Chinese fintech giant Ant Group plans to raise the target value for its IPO to USD$280 billion according to sources.
Sources said that following preliminary discussions with investors Ant Group now plans to raise the valuation for its dual IPO in Shanghai and Hong Kong by 12%, from $250 billion to at least $280 billion, according to a 16 October report from Bloomberg.
Ant Group hopes to raise around USD$35 billion via the dual listing, making it the largest IPO in history ahead of Saudi Aramco’s previous $29 billion fund-raising.
The valuation would make Ant Group larger than Bank of America, and three times the value of Citibank.
The sources said that the Hong Kong Stock Exchange (HKSE) will conduct a hearing for Ant Group’s IPO as early as this week.

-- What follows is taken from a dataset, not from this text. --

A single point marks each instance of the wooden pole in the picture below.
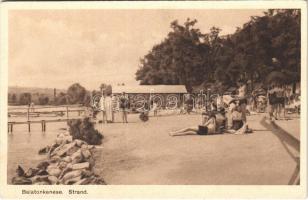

According to a report from IFR on 19 October the China Securities Regulatory Commission (CSRC) plans to give its approval to Ant Group’s Hong Kong IPO this week, for a listing just several days prior to the US presidential election.
Barclays, Bank of China International and ICBC International have been selected as the book runners for Ant Group’s Hong Kong IPO, while China International Capital Corporation, Citibank, JPMorgan Chase and Morgan Stanley have been selected as IPO sponsors. Goldman Sachs and Credit Suisse will serve as global sales coordinators.
Ant Group’s IPO recently came under heightened scrutiny in China because of a potential conflict of interest with the exclusive sale of five investment funds via its Alipay platform. The funds are permitted to allocate 10% of investment to new shares in Ant Group, leading to concerns that the company could be “underwriting its own IPO.”